By the start of 1961, Corps crews were on Roi-Namur to begin construction. They and employees of RCA—the subcontractor to Lincoln Laboratory on the TRADEX build—lived aboard a rehabilitated barracks ship, APL-24, which was moored near the long-since-demolished Jackaroo Club (just southwest of the terminal).
Interestingly, while the TRADEX technical facilities and office spaces were under construction, onsite PRESS staff had no choice but to adapt and use what they could find. The two-story Japanese bunker near the intersection of Copra Road and TRADEX Road was renovated, becoming the first Project Press office.
Despite the logistical and environmental challenges on the remote, overgrown jungle island, the Army Corps of Engineers, RCA, ARPA and Lincoln Laboratory banded together and had a world-class research radar ready to track ICBMs in a little over a year.
During the spring of 1962, the radar powered on. And on June 26, 1962, TRADEX successfully acquired and tracked the first ICBM launched at Kwajalein Atoll, picking it up in the vicinity of Hawaii with its large antenna and high power. In the series of Nike Zeus intercept tests revving up at Kwajalein and Vandenberg, TRADEX would play a major role in helping ARPA and Lincoln Laboratory understand the physics of ICBM re-entry. In subsequent programs, it would be crucial in helping the organizations understand and improve radar discrimination—picking out re-entering warheads from decoys and other threat cloud clutter.
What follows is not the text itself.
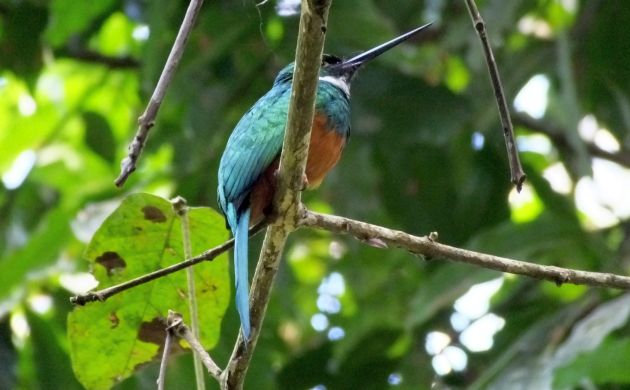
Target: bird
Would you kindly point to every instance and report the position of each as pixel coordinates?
(246, 177)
More than 55 years after that first intercept tracking success, TRADEX remains a regular workhorse at the Kiernan Reentry Measurements Site, and Lincoln Laboratory still has a strong presence at the sensor. Upgraded in several stages throughout the years, TRADEX still performs its classic ICBM re-entry acquisition and tracking role. But outside of re-entry test windows, you can see the radar busy with other tasks like acquiring and tracking new foreign launches and satellite orbit transfers and deep-space object tracking as part of U.S. Air Force Space Surveillance Network activities.
LEFT: TRADEX under construction in the 1961-1962 time frame. RIGHT: Modern configuration of TRADEX today.
SOURCES: “Project History.” ABM Research and Development at Bell Labs; “History of Lincoln Laboratory at the Reagan Test Site.” John Nelson and Kenneth Roth, Lincoln Laboratory Journal; “The History of the Kiernan Re-entry Measurements Site.” Michael Holtcamp, Kwajalein Missile Range Directorate, Ballistic Missile Defense Systems Command, Huntsville, Alabama.